Drazan, Kotek Run Ads Featuring Dubious Claims
As election day nears, campaign ads grow more frequent and often less accurate. The Oregonian’s Jamie Goldberg, who is covering Oregon’s hotly contest gubernatorial campaign, has flagged two such TV ads – one by Republican Christine Drazan and one by Democrat Tina Kotek – that fall short on the veracity meter.
Kotek is airing an ad claiming Drazan has “ties to a far-right paramilitary network”. Kotek attributes the claim to the Institute for Research & Education for Human Rights (IREHR), which is dedicated to combat white nationalism. Goldberg reported the Institute’s website doesn’t contain the claim cited by Kotek. A review of its website shows numerous stories about federal and state candidates, but nothing that features Drazan.
“(Kotek) has resorted to outright lying about Christine Drazan because she is about to make history as the first Democrat to lose the governor’s office in nearly 40 years,” John Burke, a spokesperson for Drazan, said in an email to Goldberg. “Christine Drazan will not be distracted by these weak attempts at character assassination by a desperate politician who is trailing every single public poll.”
Drazan is airing an ad featuring a female narrator who claims Kotek used her power as House Speaker to block an investigation in sexual abuse in the legislature. Goldberg wrote, “Even by the traditionally loosened standards for political ads, that assertion is untrue, according to independent investigations and news reports.”
The ad is based on a 2018 KGW report about sexual harassment allegations against former Republican Senator Jeff Kruse. At the time, Kotek said the matter was for the Senate to address. “This ad is an insult to Oregon voters,” Kotek said in a statement to Goldberg. “I have had my own personal experiences with workplace harassment, and I have spent my career fighting to protect workers. As Speaker, I did everything in my power to help women who came forward and make the Capitol a safe and welcoming place for everyone. Representative Drazan should be ashamed of this false attack ad.”
Polling indicates Drazan and Kotek are running neck-and-neck heading into the final month before the November election. With vote-by-mail, Oregon voters can begin casting their ballots as early as the next two weeks.
Unaffiliated candidate Betsy Johnson’s campaign appears to have stalled at a distant third. Poll results were enough to persuade Nike founder Phil Knight to hedge his bets and contribute $1 million to Drazan’s campaign. Knight has contributed more than $2 million to Johnson.

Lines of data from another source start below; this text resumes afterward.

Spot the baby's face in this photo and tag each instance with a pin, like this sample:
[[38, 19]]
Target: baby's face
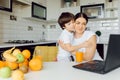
[[70, 26], [80, 25]]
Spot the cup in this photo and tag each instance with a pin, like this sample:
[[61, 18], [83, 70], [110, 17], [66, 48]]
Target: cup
[[79, 56]]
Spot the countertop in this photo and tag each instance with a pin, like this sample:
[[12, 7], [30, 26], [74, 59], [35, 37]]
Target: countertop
[[65, 71], [2, 45]]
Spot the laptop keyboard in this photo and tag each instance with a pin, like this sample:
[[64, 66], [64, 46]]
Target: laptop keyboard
[[94, 65]]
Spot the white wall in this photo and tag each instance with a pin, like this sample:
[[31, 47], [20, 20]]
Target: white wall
[[13, 30]]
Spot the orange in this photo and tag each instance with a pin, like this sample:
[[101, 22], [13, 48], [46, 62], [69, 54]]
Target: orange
[[79, 56], [26, 53], [35, 64], [12, 65], [38, 56], [16, 51], [2, 64], [26, 62]]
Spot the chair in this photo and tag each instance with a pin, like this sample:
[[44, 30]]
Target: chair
[[48, 53]]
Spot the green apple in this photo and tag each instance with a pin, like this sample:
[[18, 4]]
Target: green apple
[[20, 58], [5, 72]]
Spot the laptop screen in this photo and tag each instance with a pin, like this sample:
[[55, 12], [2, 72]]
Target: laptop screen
[[113, 53]]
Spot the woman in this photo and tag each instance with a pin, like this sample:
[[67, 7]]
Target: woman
[[81, 36]]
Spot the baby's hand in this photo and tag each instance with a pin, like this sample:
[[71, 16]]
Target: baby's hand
[[86, 44]]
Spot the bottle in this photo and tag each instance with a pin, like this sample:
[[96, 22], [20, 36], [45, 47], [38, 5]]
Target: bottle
[[43, 36]]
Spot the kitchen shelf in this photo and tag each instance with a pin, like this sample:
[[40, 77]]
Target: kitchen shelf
[[109, 9], [99, 19], [23, 2], [35, 19]]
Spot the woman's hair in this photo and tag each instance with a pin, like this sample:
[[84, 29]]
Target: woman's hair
[[83, 15], [64, 18]]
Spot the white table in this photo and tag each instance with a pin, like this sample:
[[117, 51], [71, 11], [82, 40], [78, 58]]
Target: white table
[[65, 71]]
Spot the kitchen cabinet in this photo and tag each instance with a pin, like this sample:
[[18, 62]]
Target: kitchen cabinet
[[53, 9], [29, 47], [73, 10], [111, 9], [86, 2], [24, 2]]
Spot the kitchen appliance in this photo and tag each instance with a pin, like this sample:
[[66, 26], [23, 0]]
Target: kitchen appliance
[[20, 41], [6, 5], [38, 11]]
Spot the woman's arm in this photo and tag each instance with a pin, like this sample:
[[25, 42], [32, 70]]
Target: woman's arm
[[90, 50], [70, 48]]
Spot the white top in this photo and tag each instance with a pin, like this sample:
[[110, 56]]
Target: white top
[[66, 37], [65, 71], [86, 36]]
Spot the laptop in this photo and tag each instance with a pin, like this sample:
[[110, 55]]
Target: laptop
[[111, 62]]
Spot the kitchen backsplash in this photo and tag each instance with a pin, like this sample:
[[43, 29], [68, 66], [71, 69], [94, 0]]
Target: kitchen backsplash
[[26, 29]]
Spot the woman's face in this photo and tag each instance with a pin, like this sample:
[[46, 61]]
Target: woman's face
[[70, 26], [80, 25]]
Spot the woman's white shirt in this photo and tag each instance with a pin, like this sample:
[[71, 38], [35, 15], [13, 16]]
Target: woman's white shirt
[[66, 37], [86, 36]]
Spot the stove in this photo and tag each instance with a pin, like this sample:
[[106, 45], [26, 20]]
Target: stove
[[20, 41]]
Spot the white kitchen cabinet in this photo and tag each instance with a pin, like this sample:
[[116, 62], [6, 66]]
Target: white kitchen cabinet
[[53, 9], [89, 2], [73, 10], [24, 2]]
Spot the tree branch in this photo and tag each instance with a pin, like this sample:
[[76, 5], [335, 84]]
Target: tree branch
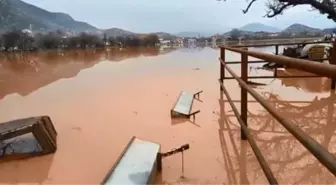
[[276, 7]]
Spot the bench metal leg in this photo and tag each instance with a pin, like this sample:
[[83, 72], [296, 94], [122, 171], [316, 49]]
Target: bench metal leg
[[197, 94]]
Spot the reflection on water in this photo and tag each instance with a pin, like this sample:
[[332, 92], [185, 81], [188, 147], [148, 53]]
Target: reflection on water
[[307, 84], [97, 110], [27, 72]]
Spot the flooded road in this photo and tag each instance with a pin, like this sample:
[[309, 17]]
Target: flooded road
[[98, 100]]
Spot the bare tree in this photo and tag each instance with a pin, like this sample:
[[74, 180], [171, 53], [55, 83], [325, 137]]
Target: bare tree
[[276, 7]]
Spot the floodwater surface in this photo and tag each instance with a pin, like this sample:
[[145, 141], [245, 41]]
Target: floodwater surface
[[99, 99]]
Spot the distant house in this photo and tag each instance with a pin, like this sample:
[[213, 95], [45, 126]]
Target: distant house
[[27, 32], [164, 42]]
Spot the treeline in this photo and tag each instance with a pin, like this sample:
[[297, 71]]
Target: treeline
[[235, 34], [26, 41]]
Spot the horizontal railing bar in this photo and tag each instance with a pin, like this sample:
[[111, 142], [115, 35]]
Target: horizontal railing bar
[[272, 101], [300, 118], [268, 173], [262, 61], [261, 77], [326, 70], [327, 159], [250, 62], [278, 44]]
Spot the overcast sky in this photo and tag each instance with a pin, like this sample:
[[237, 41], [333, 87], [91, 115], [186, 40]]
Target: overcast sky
[[178, 15]]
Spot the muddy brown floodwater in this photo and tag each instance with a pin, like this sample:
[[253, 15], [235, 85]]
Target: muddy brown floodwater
[[98, 100]]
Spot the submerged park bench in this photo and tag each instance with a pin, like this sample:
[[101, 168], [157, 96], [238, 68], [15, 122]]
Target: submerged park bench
[[183, 105], [27, 137], [139, 163]]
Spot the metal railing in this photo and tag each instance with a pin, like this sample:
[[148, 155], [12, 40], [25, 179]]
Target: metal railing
[[319, 69]]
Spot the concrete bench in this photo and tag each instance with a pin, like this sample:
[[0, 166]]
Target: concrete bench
[[183, 105], [27, 137], [139, 163]]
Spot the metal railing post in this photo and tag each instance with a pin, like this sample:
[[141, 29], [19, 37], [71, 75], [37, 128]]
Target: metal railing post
[[276, 53], [333, 62], [243, 111], [222, 67]]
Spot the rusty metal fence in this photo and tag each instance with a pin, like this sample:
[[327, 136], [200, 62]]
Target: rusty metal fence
[[319, 69]]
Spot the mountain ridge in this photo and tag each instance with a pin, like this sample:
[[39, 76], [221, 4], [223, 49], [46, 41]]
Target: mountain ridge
[[258, 27], [16, 14]]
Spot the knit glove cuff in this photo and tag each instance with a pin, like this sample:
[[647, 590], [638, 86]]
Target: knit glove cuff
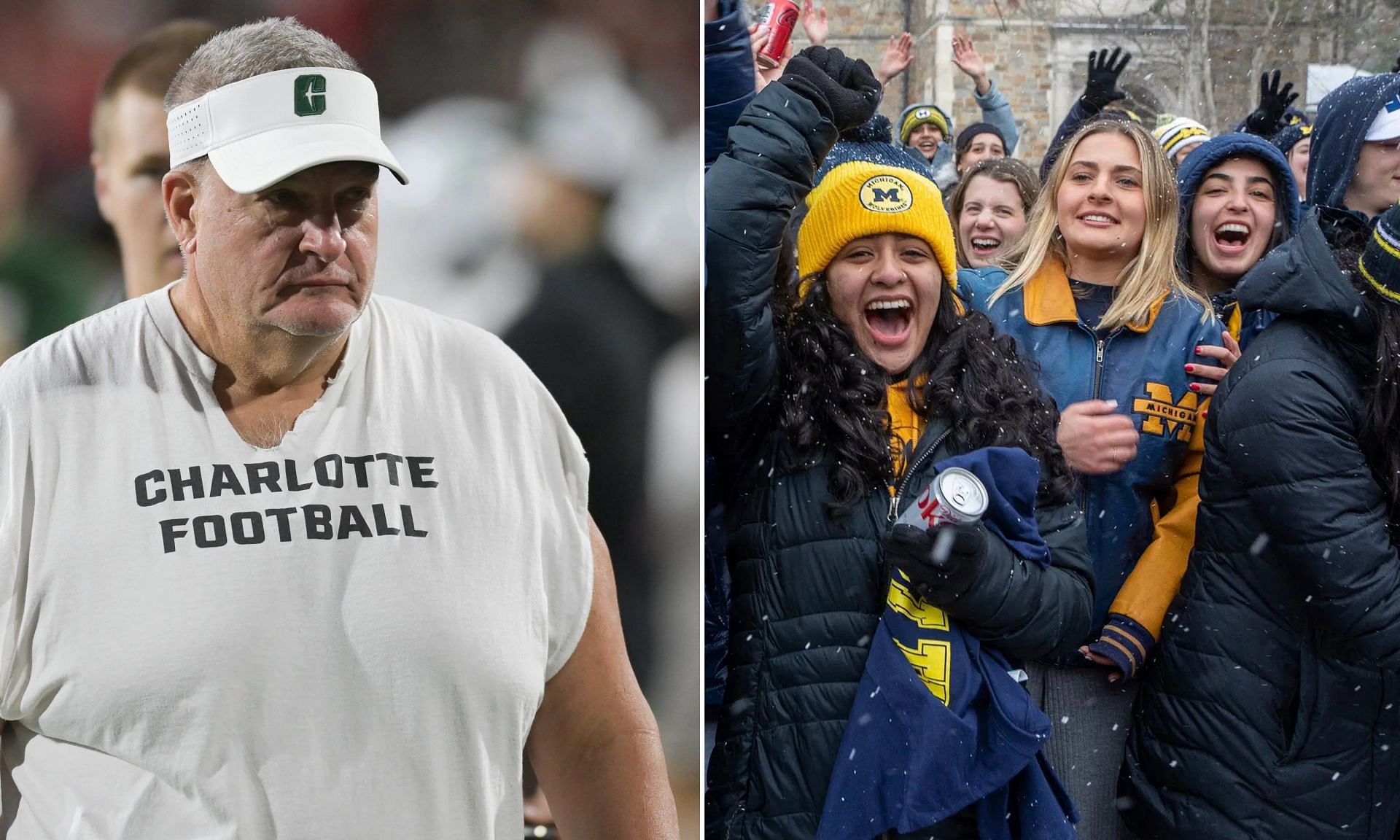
[[1126, 643]]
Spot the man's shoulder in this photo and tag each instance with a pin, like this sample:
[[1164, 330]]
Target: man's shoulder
[[85, 353]]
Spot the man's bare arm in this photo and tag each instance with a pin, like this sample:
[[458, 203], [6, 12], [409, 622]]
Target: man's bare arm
[[594, 744]]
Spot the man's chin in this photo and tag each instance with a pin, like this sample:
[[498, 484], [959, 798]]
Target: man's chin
[[321, 319]]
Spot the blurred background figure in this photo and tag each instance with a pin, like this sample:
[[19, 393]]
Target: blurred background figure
[[47, 279], [131, 153], [556, 196]]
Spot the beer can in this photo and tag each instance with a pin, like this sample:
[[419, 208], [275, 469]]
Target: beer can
[[779, 16], [954, 496]]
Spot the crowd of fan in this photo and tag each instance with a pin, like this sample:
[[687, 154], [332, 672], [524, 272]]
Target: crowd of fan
[[1196, 341]]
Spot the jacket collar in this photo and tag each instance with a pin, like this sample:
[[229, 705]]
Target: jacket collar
[[1049, 300]]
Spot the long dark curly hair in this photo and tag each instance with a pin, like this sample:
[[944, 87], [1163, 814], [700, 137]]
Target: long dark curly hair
[[835, 397]]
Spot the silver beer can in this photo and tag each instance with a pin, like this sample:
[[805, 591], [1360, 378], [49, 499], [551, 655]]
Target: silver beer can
[[954, 496]]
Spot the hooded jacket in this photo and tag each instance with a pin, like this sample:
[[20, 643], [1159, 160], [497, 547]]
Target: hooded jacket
[[1141, 518], [1275, 707], [728, 76], [806, 588], [1343, 118], [1243, 325]]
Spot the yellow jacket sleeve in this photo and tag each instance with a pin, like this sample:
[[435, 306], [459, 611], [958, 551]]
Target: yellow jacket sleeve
[[1153, 584]]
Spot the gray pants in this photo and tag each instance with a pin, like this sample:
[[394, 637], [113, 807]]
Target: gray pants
[[1085, 750]]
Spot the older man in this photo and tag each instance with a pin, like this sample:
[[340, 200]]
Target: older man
[[281, 559], [131, 153]]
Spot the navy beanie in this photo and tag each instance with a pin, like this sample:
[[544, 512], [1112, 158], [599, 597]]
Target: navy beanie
[[966, 135], [1340, 129], [873, 141], [1234, 146], [1380, 262]]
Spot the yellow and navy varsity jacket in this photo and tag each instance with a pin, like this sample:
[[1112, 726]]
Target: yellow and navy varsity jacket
[[1141, 520]]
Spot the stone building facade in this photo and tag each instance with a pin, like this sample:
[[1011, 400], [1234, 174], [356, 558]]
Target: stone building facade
[[1036, 51]]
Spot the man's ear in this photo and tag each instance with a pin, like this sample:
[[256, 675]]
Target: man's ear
[[178, 190], [101, 187]]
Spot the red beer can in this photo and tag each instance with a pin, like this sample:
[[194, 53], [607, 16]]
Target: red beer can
[[779, 18], [954, 496]]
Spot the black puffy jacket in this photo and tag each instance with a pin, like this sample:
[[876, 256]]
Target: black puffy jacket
[[1275, 707], [805, 587]]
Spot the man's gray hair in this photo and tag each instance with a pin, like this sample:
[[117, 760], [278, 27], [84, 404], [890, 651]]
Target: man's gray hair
[[252, 50]]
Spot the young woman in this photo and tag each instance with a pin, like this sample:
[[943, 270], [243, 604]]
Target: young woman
[[828, 403], [990, 209], [1238, 203], [1095, 298], [1295, 141], [1272, 709]]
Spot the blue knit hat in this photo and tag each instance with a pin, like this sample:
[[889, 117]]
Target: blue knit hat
[[1290, 136], [870, 141], [1340, 129], [1380, 262], [1234, 146]]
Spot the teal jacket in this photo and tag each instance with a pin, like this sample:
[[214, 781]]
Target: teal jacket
[[1143, 518]]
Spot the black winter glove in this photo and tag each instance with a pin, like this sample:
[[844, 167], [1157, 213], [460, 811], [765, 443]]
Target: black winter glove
[[844, 90], [1103, 79], [941, 563], [1266, 120]]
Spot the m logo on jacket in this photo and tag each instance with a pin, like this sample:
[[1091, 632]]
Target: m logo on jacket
[[1165, 416]]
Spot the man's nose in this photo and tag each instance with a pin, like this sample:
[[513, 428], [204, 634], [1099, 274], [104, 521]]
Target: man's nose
[[322, 237]]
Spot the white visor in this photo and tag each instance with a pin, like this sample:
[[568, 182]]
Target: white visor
[[271, 126], [1386, 126]]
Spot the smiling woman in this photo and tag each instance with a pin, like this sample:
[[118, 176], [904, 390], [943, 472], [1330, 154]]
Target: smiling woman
[[1238, 202], [825, 398], [1095, 298]]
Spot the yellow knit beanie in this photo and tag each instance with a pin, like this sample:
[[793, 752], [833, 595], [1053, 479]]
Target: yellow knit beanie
[[863, 199]]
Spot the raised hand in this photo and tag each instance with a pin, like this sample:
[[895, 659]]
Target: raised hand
[[1266, 120], [1095, 440], [762, 76], [843, 88], [1102, 86], [969, 61], [896, 58], [940, 563], [814, 23], [1226, 354]]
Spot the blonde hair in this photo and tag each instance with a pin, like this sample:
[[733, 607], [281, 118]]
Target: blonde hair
[[1153, 269]]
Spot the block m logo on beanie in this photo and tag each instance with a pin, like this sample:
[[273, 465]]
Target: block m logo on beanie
[[310, 94], [885, 193], [1164, 416]]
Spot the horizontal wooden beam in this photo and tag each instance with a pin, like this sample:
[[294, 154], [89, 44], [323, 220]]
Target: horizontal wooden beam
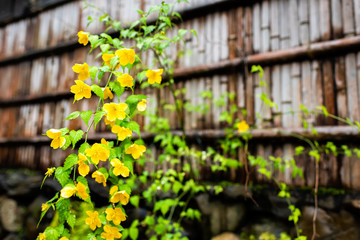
[[187, 13], [310, 52], [323, 133], [38, 98], [33, 11]]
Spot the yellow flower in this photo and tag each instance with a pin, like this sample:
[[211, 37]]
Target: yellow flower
[[103, 141], [142, 105], [126, 56], [42, 236], [136, 151], [119, 168], [93, 220], [120, 196], [108, 93], [81, 90], [83, 38], [107, 122], [57, 140], [97, 153], [113, 189], [110, 233], [83, 169], [116, 215], [115, 111], [82, 70], [99, 177], [44, 207], [81, 191], [154, 76], [121, 132], [68, 191], [50, 171], [107, 58], [126, 80], [242, 126]]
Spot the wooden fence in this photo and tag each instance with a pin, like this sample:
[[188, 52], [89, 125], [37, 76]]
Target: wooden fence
[[309, 49]]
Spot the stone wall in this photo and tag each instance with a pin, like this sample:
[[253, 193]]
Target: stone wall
[[230, 212]]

Gubernatorial debates haven’t produced any revelations, just reinforced the core arguments by each of the three leading candidates. Drazan says it’s time for new leadership, Johnson insists Drazan and Kotek are too extreme and Kotek brands her two opponents as right-wing.
The airwaves also are full of ads in the hotly contested races for the Fifth and Sixth District congressional seats. Republican Lori Chavez-DeRemer and Democrat Jamie McLeod-Skinner have posted attack ads, each the blaming the other for being too politically extreme for the Fifth District stretching from Bend to the edges of Portland. Democrat Andrea Salinas and Republican Mike Erickson have done the same in their Sixth District campaigns.
Ads backing Salinas have claimed Erickson paid for an abortion for a girlfriend and was arrested for drunk driving and drug possession. Erickson has filed a lawsuit disputing he was charged with drug possession. Erickson is running an ad claiming Salinas has been a DC lobbyist and supports defunding the police. Salinas responded with an ad noting her father was a policeman and as a state legislator she voted for funding increases for law enforcement.
Goldberg has been deputy politics editor at The Oregonian since April. Before that, she was the breaking news editor and a business reporter at the newspaper. She joined the staff in 2013 to cover soccer and later reported on the Portland Trail Blazers and the NBA. Goldberg did a political reporting internship in Washington, DC for the Los Angeles Times.